Waterbeleid voor de 21e eeuw
De Commissie Waterbeheer 21ste eeuw heeft in augustus 2000 advies uitgebracht over het toekomstige waterbeleid in Nederland. De adviezen van de commissie staan in het rapport ‘Anders omgaan met water, Waterbeleid voor de 21e eeuw’ (WB21). De kern van het rapport WB21 is dat water de ruimte moet krijgen, voordat het die ruimte zelf neemt. In het Waterbeleid voor de 21e eeuw worden twee principes (drietrapsstrategieën) voor duurzaam waterbeheer geïntroduceerd:
- vasthouden, bergen en afvoeren: dit houdt in dat overtollig water zoveel mogelijk bovenstrooms wordt vastgehouden in de bodem en in het oppervlaktewater. Vervolgens wordt zo nodig het water tijdelijk geborgen in bergingsgebieden en pas als vasthouden en bergen te weinig opleveren wordt het water afgevoerd.

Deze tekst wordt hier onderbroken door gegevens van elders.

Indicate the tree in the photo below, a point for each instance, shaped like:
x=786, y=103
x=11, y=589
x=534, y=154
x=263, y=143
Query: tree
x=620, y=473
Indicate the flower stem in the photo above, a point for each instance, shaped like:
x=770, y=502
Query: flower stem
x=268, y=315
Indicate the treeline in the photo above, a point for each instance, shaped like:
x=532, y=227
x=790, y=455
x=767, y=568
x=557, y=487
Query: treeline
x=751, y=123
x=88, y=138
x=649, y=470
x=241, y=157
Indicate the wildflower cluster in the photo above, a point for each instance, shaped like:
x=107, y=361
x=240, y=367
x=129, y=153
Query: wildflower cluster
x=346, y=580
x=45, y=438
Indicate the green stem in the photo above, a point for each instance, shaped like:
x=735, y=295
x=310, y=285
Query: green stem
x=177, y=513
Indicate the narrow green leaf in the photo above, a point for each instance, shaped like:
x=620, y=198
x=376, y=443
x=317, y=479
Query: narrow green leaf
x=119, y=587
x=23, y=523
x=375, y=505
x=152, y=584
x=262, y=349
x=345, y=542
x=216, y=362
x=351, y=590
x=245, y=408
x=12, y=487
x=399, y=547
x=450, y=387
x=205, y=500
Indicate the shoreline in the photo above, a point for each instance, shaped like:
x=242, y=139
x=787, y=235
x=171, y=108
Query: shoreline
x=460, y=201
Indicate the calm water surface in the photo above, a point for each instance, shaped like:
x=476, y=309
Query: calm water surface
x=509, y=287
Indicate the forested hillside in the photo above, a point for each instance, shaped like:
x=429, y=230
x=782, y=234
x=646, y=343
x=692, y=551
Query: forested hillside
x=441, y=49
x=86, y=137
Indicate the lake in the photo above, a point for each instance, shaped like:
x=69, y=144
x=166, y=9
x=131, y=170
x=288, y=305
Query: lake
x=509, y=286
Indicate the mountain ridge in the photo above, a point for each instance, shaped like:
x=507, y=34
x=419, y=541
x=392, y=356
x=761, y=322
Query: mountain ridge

- schoonhouden, scheiden en zuiveren: hier gaat het erom dat het water zoveel mogelijk schoon wordt gehouden. Vervolgens worden schoon en vuil water zoveel mogelijk gescheiden en als laatste komt het zuiveren van verontreinigd water aan bod.
Waterwet
Centraal in de Waterwet staat een integraal waterbeheer op basis van de ‘watersysteembenadering’. Deze benadering gaat uit van het geheel van relaties binnen watersystemen. Denk hierbij aan de relaties tussen waterkwaliteit, -kwantiteit, oppervlakte- en grondwater, maar ook aan de samenhang tussen water, grondgebruik en watergebruikers. Het doel van de Waterwet is het integreren van acht bestaande wetten voor waterbeheer. Door middel van één watervergunning regelt de wet het beheer van oppervlaktewater en grondwater en de juridische implementatie van Europese richtlijnen, waaronder de Kaderrichtlijn Water. Via de Waterwet gelden verschillende algemene regels. Niet alles is onder algemene regels te vangen en daarom is er de integrale watervergunning. In deze integrale watervergunning zijn zes vergunningen uit eerdere wetten (inclusief keurvergunning) opgegaan in één aparte watervergunning.
Nationaal Water Programma
Op basis van de Waterwet is het Nationaal Water Programma vastgesteld door het kabinet. Het Nationaal Water Programma geeft op hoofdlijnen aan welk beleid het Rijk in de periode 2022-2027 voert om te komen tot een duurzaam waterbeheer. Het Nationaal Water Programma richt zich op bescherming tegen overstromingen, beschikbaarheid van voldoende en schoon water en de diverse vormen van gebruik van water. Het geeft maatregelen die in de periode 2022-2027 genomen moeten worden om Nederland ook voor toekomstige generaties veilig en leefbaar te houden en de kansen die water biedt te benutten.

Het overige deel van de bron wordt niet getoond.